In 2004, more than 75 percent of state voters approved Oklahoma Question 711, which defined marriage as the union of one man and one woman, barred the state from recognizing same-sex “marriages” contracted in other states, and made issuing a marriage license to a homosexual couple a misdemeanor.
Two lesbian couples filed the case, Bishop v. Oklahoma, in 2004, and it has taken nearly nine years to reach this week's verdict.
Governor Mary Fallin, a Republican, responded to the decision saying, “The people of Oklahoma have spoken on this issue. I support the right of Oklahoma’s voters to govern themselves on this and other policy matters.”
Congressman James Lankford, also a Republican, agreed. “Oklahomans overwhelmingly decided marriage is a unique institution between a man and a woman," he said. "Since the Constitution leaves marriage laws to the states, the State of Oklahoma has the right to define marriage in a way consistent with the values of our state.”
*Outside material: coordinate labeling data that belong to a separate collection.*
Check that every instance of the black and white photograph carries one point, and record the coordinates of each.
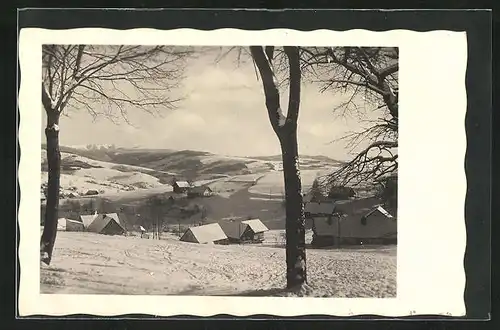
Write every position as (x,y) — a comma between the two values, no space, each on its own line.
(227,169)
(212,170)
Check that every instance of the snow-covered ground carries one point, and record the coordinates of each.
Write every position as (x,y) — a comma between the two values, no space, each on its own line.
(85,263)
(273,184)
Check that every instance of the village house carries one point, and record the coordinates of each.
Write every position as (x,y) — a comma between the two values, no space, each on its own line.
(181,187)
(205,234)
(200,191)
(257,229)
(108,224)
(92,192)
(319,209)
(236,231)
(248,231)
(65,224)
(362,221)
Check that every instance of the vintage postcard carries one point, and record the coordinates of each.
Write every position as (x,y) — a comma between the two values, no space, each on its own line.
(276,172)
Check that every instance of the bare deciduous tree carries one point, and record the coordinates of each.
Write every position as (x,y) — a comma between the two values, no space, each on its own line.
(285,128)
(369,75)
(104,80)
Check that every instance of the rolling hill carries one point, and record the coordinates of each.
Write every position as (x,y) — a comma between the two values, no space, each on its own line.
(244,186)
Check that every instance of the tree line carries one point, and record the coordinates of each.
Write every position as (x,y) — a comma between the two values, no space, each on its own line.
(109,81)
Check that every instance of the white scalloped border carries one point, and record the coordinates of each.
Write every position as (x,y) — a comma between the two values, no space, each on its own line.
(432,236)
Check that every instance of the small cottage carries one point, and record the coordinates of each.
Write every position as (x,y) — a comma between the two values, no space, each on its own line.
(181,187)
(107,224)
(236,231)
(257,229)
(65,224)
(205,234)
(200,191)
(318,209)
(362,221)
(92,192)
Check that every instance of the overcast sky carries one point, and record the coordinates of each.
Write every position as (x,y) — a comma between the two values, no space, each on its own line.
(224,113)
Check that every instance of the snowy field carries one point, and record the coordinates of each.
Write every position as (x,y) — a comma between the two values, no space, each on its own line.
(86,263)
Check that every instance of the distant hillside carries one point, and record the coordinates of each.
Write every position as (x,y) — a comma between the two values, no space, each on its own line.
(190,164)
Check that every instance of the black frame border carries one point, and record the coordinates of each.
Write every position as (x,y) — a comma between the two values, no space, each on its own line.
(477,24)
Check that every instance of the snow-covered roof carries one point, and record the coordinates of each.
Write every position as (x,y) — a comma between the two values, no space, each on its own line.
(208,233)
(233,229)
(88,219)
(183,184)
(256,225)
(319,208)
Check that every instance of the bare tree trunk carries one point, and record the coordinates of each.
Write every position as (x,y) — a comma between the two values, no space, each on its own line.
(286,131)
(54,163)
(295,230)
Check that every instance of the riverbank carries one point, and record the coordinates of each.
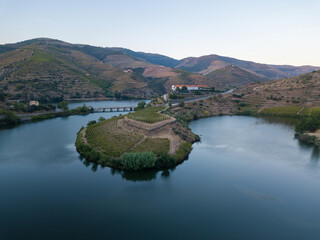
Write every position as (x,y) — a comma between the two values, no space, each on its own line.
(142,140)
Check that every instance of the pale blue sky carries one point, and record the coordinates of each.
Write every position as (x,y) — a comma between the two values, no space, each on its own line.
(274,31)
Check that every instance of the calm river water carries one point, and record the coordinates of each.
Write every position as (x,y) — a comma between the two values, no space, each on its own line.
(247,179)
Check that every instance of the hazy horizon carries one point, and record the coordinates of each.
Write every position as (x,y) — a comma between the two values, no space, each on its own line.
(275,32)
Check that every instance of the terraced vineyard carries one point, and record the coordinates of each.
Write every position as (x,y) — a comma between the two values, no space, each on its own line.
(253,102)
(110,139)
(156,145)
(285,110)
(148,115)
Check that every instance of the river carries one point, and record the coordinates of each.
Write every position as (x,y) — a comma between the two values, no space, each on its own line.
(248,178)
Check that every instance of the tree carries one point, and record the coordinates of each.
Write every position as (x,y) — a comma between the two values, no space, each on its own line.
(181,103)
(63,105)
(11,117)
(101,119)
(2,97)
(141,105)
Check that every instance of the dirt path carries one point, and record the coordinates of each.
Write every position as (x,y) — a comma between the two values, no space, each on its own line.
(164,132)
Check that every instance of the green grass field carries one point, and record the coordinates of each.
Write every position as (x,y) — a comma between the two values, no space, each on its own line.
(148,115)
(307,110)
(156,145)
(110,139)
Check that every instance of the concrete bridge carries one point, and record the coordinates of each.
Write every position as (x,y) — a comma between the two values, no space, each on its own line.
(114,109)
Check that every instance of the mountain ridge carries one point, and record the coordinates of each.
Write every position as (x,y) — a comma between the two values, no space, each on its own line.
(45,68)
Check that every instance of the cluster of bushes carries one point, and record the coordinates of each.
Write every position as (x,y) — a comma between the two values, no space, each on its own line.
(138,161)
(183,152)
(10,118)
(86,151)
(129,161)
(175,96)
(309,123)
(141,105)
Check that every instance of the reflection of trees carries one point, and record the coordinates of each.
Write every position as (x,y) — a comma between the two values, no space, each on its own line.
(139,176)
(315,155)
(284,121)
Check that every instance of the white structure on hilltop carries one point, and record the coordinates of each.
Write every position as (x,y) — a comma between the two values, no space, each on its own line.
(189,87)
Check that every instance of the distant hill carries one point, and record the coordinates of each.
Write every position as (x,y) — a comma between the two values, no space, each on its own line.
(232,76)
(49,69)
(209,63)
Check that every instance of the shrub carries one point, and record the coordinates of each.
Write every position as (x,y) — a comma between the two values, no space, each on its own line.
(91,122)
(138,161)
(101,119)
(11,118)
(165,160)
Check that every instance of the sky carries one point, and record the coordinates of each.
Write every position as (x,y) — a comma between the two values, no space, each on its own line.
(270,31)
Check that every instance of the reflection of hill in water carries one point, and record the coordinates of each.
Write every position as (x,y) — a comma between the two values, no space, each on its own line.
(141,176)
(285,121)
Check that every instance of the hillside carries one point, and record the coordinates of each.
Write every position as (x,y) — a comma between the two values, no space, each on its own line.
(209,63)
(232,75)
(51,70)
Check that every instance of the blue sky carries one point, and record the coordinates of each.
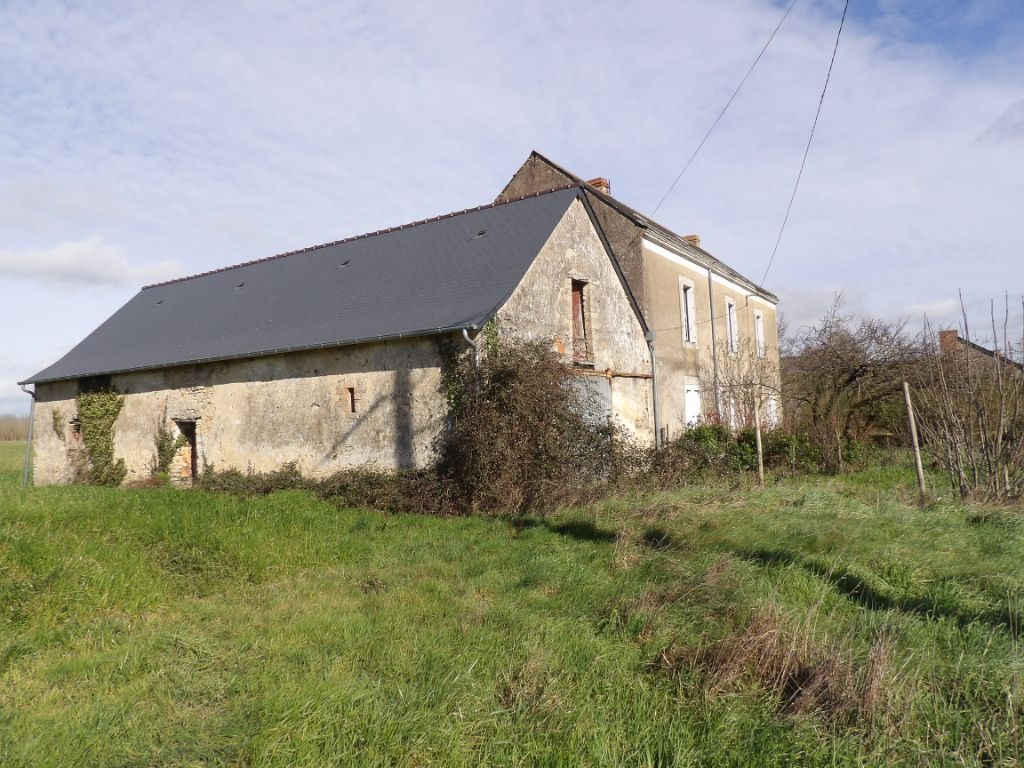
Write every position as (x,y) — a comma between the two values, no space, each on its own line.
(139,141)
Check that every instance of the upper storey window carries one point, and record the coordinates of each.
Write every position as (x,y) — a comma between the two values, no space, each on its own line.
(731,326)
(581,339)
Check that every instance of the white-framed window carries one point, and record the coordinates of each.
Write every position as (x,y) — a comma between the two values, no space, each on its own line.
(759,333)
(692,407)
(687,310)
(731,326)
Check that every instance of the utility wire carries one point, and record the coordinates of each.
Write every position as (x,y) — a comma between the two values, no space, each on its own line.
(727,104)
(807,150)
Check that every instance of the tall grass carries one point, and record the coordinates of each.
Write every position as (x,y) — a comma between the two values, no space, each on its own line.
(813,623)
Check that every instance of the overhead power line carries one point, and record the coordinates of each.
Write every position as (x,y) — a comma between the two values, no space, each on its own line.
(807,150)
(724,109)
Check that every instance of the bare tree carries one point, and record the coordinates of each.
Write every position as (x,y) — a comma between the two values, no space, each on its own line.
(971,409)
(842,381)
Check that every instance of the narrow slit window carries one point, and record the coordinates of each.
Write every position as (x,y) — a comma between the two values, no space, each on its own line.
(730,325)
(686,311)
(759,333)
(581,344)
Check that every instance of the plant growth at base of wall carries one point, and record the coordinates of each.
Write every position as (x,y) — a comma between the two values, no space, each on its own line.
(56,421)
(167,445)
(96,414)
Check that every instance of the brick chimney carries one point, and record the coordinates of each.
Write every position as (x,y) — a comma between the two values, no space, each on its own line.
(947,340)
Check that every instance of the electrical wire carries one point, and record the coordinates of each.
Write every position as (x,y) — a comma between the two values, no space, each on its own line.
(724,109)
(807,150)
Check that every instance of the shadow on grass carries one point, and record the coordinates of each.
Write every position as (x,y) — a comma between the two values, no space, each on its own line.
(583,530)
(658,539)
(854,588)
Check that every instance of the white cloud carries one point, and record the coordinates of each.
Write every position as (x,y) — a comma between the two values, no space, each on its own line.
(1009,126)
(91,261)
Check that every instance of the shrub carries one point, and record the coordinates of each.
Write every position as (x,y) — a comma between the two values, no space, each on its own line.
(521,435)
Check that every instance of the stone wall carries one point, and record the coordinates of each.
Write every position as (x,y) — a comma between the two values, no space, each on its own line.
(259,414)
(542,307)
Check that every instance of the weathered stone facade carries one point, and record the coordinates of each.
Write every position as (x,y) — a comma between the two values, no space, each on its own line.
(656,265)
(375,404)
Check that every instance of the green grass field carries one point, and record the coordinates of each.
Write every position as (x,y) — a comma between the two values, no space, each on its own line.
(183,628)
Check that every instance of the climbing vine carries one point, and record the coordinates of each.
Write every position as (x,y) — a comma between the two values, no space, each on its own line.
(56,418)
(167,445)
(96,414)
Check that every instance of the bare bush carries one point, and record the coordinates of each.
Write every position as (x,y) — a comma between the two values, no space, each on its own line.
(971,410)
(842,382)
(522,436)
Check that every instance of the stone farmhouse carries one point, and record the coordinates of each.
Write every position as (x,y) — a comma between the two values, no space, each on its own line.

But Kern, who was appointed to the court in March 1994 by President Bill Clinton, said the U.S. Constitution grants a right to same-sex “marriage” by prohibiting unequal treatment.
“Therefore, the majority view in Oklahoma must give way to individual constitutional rights,” Kern wrote.
Legal scholars say that conflicts with Supreme Court precedent – and the very legal argument the Obama administration made against the federal Defense of Marriage Act. State Attorney General Scott Pruitt said, “the Supreme Court recently noted in the Windsor case, it is up to the states to decide how to define marriage, not the federal government.”
Congressman Lankford said judicial activism like Kern's “is why the American people are so frustrated with government and government officials.” “The people speak clearly but elected officials and judges ignore them,” he said.
Oklahoma would be the 19th state to legalize gay “marriage,” more than half by judicial decree.
Kern's ruling comes less than one month after U.S. District Judge Robert Shelby, whom President Obama named to the bench, stuck down Utah's constitutional amendment defining marriage as between a man and a woman. Two-thirds of Utah voters approved that constitutional amendment.
Unlike the flurry of licenses granted in Utah, Oklahoma will not be issuing marriage licenses to homosexuals just yet. Kern's ruling is stayed until the case completes the appeals process. Both cases will be decided by the Tenth Circuit Court of Appeals in Denver as they work their way to the U.S. Supreme Court.
In the wake of Tuesday's decision, the National Organization for Marriage renewed its call to pass a federal constitutional amendment protecting traditional marriage.
NOM President Brian Brown said, “We need firm legislative action to protect the rights of the states and their citizens to make their own determinations regarding the definition of marriage without interference from federal appointees either in the courts or within the executive branch.”